At the World Economic Forum this year, Saudi Finance Minister Mohammed Al-Jadaan said Saudi overseas funding would now come with strings attached: It would be tied to economic reforms in recipient countries. As such, Saudi Arabia’s BRICS membership would give the kingdom a seat at the table as the grouping seeks to reshape the global financial landscape.




Domestically, at a time when the kingdom is planning to diversify its economy, expand its tax base, and reduce its generous public sector, BRICS membership would provide a platform to showcase a new approach to external funding that is responsible and prudent.

China has likely played a role in championing Saudi Arabia’s BRICS bid. In March, Saudi Arabia joined the China-centric Shanghai Cooperation Organization (SCO) as a dialogue partner and was in active talks with China to conduct oil-related transactions in yuan. 

Not that Saudi membership would raise many objections from other BRICS states.

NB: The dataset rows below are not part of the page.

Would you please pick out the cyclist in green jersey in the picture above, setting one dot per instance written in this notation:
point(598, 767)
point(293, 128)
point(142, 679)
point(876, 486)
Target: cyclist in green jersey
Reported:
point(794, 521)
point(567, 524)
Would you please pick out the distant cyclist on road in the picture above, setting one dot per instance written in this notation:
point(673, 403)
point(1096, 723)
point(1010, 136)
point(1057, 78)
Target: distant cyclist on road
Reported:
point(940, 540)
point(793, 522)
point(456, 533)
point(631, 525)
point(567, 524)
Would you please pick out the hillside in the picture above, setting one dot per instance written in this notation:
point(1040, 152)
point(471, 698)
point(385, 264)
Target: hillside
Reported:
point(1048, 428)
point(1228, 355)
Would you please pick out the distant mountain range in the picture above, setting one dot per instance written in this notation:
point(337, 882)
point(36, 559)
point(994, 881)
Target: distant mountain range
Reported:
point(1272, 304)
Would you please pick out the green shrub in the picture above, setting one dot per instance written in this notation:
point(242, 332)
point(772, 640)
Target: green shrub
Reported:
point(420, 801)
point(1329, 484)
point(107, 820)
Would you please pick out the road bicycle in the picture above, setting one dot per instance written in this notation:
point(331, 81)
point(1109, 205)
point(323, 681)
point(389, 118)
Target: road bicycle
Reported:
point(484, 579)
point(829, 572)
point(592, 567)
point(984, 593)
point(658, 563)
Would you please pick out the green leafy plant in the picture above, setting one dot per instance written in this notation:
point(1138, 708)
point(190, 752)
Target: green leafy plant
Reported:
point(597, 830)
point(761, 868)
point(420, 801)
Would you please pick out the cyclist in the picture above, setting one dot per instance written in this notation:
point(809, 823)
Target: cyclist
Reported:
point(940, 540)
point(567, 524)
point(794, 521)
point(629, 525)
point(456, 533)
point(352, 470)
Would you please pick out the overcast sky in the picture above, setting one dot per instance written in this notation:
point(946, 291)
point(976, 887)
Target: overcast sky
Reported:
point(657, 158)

None would be averse to de-dollarization initiatives as a form of insurance against repeated American weaponization of the global dollar-dominated financial system.

After taking over the NDB’s presidency in March, Dilma Rousseff, a former president of Brazil, emphasized the bank’s future strategy to fund projects in local currencies, thus nurturing domestic markets and shielding borrowers from volatile currency-exchange fluctuations.

Expansion hurdles

As more countries express interest in joining BRICS, there are likely to be many challenges for its members. 

First, the NDB is at least a decade from bypassing Western sanctions against Russia. To assuage investor concerns, the NDB suspended its financial involvement with Russia in March 2022 and has also stopped financing new projects in the country.

Second, there are territorial rivalries among the BRICS (China and India, for instance) that may hamstring the group.

Third, except for India, none of the other BRICS countries have the same rosy economic prospects they enjoyed at the group’s inception in 2009. 

Fourth, the NDB has relatively little to show in terms of investments. Since 2015, it has funded about 96 projects to the tune of US$33 billion, compared with the World Bank’s disbursal of almost $67 billion for the year ending June 2022.




Fifth, member countries are separated by vast distances, have different political systems, are not fully complementary on trade, and aren’t fully aligned on geopolitical postures.  

Finally, even on the issue of expansion, there are divergences on criteria among member states. Without resolving these issues, an expanding BRICS (or whatever acronym it transitions to) may collapse under the weight of its own contradictions.

Nonetheless, even as the world watches these developments unfold – with interest or trepidation – the potential BRICS expansion should be interpreted by the West as a message that it cannot advocate for an international geopolitical order or global financial system while also attempting to monopolize the definitions.